Mom was on the phone in the master bedroom, while my stepfather yelled into the phone in the kitchen, back in the days when land-lines ruled the world. She picked up the bedroom phone because my stepfather had made a long-distance call to his wayward mother in California, at a time when we were seriously behind on paying the bill. I didn’t understand why he’d want to continue to talk to a woman who abandoned him as a baby to his relatives in Richmond, Virginia and Trenton, New Jersey in ’50. It seemed to me that Maurice was wasting time and money on a woman who cared for him as little as he cared for us.
I was lying down on my bed across the hall from the master bedroom, trying my hardest not to pay any attention to the unfolding drama. With both of them yelling over the phone, though, I couldn’t block their argument out any longer.
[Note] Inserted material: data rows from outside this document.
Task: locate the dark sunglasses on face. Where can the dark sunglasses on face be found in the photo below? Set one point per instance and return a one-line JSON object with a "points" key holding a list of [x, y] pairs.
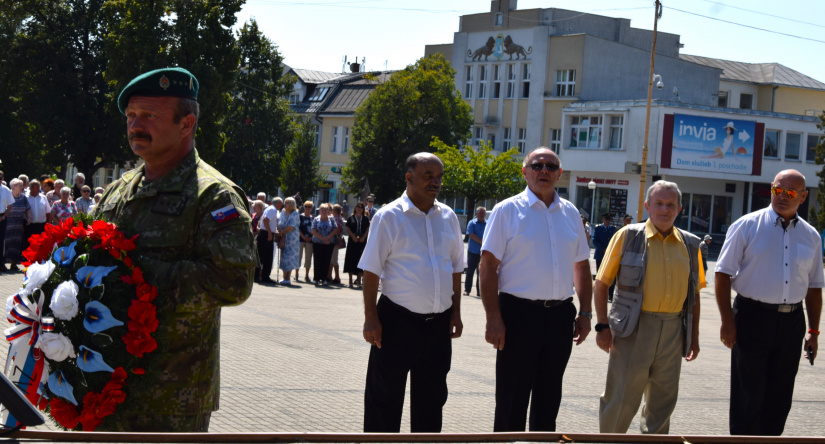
{"points": [[538, 166]]}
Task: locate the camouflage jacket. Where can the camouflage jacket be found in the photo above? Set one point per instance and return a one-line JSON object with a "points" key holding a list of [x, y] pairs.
{"points": [[199, 265]]}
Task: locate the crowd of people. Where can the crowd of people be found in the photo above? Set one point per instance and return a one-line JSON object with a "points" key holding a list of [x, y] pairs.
{"points": [[26, 206], [290, 239]]}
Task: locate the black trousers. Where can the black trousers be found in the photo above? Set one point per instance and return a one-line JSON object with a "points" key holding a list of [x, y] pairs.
{"points": [[537, 347], [413, 344], [266, 250], [763, 367]]}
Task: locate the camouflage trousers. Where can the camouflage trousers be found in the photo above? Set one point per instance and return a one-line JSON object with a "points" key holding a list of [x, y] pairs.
{"points": [[160, 424]]}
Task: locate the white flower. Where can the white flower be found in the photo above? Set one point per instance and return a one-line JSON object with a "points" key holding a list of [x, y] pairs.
{"points": [[36, 276], [64, 301], [56, 346]]}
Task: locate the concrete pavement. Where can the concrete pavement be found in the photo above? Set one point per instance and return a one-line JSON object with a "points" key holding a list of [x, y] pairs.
{"points": [[293, 360]]}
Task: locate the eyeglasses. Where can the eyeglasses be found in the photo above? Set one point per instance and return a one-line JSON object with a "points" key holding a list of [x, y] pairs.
{"points": [[776, 191], [537, 167]]}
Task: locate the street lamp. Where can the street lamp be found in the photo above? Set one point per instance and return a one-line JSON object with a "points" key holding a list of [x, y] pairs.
{"points": [[660, 85]]}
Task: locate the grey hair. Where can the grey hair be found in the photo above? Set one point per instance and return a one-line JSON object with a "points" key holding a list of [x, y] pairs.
{"points": [[665, 185]]}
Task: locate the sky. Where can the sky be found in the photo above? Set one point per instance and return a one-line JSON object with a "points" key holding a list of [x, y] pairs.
{"points": [[391, 34]]}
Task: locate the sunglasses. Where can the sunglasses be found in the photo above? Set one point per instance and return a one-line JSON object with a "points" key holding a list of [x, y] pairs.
{"points": [[537, 167], [776, 191]]}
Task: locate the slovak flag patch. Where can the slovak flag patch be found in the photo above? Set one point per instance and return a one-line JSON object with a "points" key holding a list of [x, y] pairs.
{"points": [[224, 214]]}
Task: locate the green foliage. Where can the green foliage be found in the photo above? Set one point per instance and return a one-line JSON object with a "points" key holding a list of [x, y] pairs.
{"points": [[401, 117], [819, 215], [300, 167], [257, 125], [477, 174]]}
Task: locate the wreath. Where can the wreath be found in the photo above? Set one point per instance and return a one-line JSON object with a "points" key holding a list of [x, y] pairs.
{"points": [[83, 324]]}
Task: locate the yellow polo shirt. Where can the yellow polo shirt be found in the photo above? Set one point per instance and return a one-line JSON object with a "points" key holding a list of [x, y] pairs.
{"points": [[667, 273]]}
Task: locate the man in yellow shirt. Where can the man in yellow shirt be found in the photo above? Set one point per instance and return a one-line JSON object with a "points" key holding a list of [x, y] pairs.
{"points": [[654, 319]]}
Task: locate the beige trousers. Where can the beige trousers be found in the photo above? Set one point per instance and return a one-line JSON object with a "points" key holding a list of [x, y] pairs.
{"points": [[647, 362]]}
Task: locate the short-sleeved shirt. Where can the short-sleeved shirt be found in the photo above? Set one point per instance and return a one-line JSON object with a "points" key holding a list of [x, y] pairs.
{"points": [[537, 246], [667, 273], [477, 228], [769, 263], [415, 254]]}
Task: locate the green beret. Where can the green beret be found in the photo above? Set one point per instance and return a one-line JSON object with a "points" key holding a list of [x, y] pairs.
{"points": [[164, 82]]}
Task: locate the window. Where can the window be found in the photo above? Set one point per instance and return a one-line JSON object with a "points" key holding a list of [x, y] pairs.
{"points": [[810, 151], [792, 142], [346, 140], [482, 81], [496, 81], [506, 140], [771, 144], [468, 77], [333, 147], [525, 80], [586, 132], [746, 101], [566, 82], [616, 127], [511, 81], [723, 99], [555, 140]]}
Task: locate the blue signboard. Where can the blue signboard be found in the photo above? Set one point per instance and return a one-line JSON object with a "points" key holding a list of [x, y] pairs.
{"points": [[712, 144]]}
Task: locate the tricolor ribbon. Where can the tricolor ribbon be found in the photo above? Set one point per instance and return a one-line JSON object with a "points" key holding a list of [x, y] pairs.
{"points": [[27, 315]]}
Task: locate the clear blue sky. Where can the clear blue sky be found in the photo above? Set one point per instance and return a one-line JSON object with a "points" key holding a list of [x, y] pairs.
{"points": [[391, 34]]}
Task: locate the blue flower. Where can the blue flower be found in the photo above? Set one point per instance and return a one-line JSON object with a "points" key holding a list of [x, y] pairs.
{"points": [[99, 318], [61, 387], [90, 276], [91, 361], [65, 255]]}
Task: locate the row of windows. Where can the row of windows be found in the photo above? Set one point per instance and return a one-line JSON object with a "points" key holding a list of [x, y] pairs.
{"points": [[792, 145]]}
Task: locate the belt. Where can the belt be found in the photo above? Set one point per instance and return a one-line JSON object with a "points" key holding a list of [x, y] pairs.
{"points": [[781, 308], [545, 303], [423, 317]]}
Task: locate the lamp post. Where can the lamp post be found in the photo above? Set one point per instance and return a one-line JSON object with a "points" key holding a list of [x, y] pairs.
{"points": [[643, 165]]}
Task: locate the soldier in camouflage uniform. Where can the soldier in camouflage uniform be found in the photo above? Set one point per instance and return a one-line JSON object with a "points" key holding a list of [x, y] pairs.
{"points": [[195, 245]]}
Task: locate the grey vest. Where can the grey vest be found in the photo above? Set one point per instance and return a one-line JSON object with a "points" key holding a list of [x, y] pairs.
{"points": [[627, 298]]}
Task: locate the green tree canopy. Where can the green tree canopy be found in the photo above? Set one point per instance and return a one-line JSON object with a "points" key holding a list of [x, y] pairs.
{"points": [[401, 117], [477, 174], [300, 167], [257, 125]]}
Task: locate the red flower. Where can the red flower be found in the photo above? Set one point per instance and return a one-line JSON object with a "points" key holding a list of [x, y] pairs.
{"points": [[64, 413]]}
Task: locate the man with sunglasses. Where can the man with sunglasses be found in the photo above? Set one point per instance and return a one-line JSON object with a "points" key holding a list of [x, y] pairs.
{"points": [[533, 253], [773, 259]]}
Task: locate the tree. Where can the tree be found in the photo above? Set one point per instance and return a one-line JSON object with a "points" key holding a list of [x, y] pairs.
{"points": [[401, 117], [258, 123], [477, 174], [300, 167], [819, 219]]}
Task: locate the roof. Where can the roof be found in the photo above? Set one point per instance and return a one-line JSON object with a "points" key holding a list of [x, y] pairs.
{"points": [[761, 73]]}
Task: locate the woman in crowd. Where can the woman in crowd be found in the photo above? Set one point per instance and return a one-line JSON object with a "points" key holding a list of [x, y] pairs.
{"points": [[338, 243], [288, 225], [306, 238], [17, 215], [323, 239], [357, 227], [64, 208]]}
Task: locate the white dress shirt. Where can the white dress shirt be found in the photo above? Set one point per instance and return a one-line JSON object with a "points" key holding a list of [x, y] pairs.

So I sat up in my bed — giving me a view from our room across the hall into Mom’s bedroom — and continued to listen.
This was one of many arguments over bills and my stepfather’s wack attempts to start a telecommunications business. He had used $2,500 of Mom’s precious money to get a New York State business license for “Sun-Lion Communications” (see my post “Dumb Ass Communications, Inc.” from March ’11 for more). Somehow, Mom’s $15,000-a-year income was supposed to be enough to feed six people and get a business off the ground floor? “Their arguments are insane,” I thought.
I usually could tune them out. But not this time, and not anytime since.
“Who you talkin’ to, bitch!,” Maurice yelped as he punched Mom in the jaw. He followed up with a kick to her stomach and a forearm that knocked her into the queen-sized bed. With each hit he shouted “Are you gonna gimme some respect, bitch!” A moment later, Maurice poured an industrial-sized bucket of water on Mom to wake her up, but that didn’t completely work.
For a full two-minutes, I just stood there. I was in shock, scared for Mom, scared for all of us. Somewhere in that time, my stupid stepfather had escaped the apartment, not to come back for two days, while my mother lay there, nearly lifeless.
I snapped out of it, determined to wake my Mom up. She was groggy, concussed from the battering she took. I sat her up, talked to her, and eventually helped her out of her waterlogged bed down the hallway to the living room, where she lay on the couch for the next day or so.
I should’ve called the cops. As much as I’d been taught not to trust them, I just should’ve dialed 911 and done the deed. What a coward I was! I should’ve done what Jennifer Lopez’s character did in Angel Eyes (2001). It certainly would’ve been easier. In that one decision, I could’ve reported Maurice’s heinous crime, gotten him arrested and jailed, and ended this sham of a marriage and family. Assuming, of course, that my Mom would’ve pressed charges.
Instead, I settled for seven years of a psychological and literal guerilla war which left me battered myself by summer’s end and willing to commit suicide within nineteen months. Most of all, I was stuck in that moment (Stuck In A Moment You Can’t Get Out Of), in the weeks and months before that moment, for nearly seven years.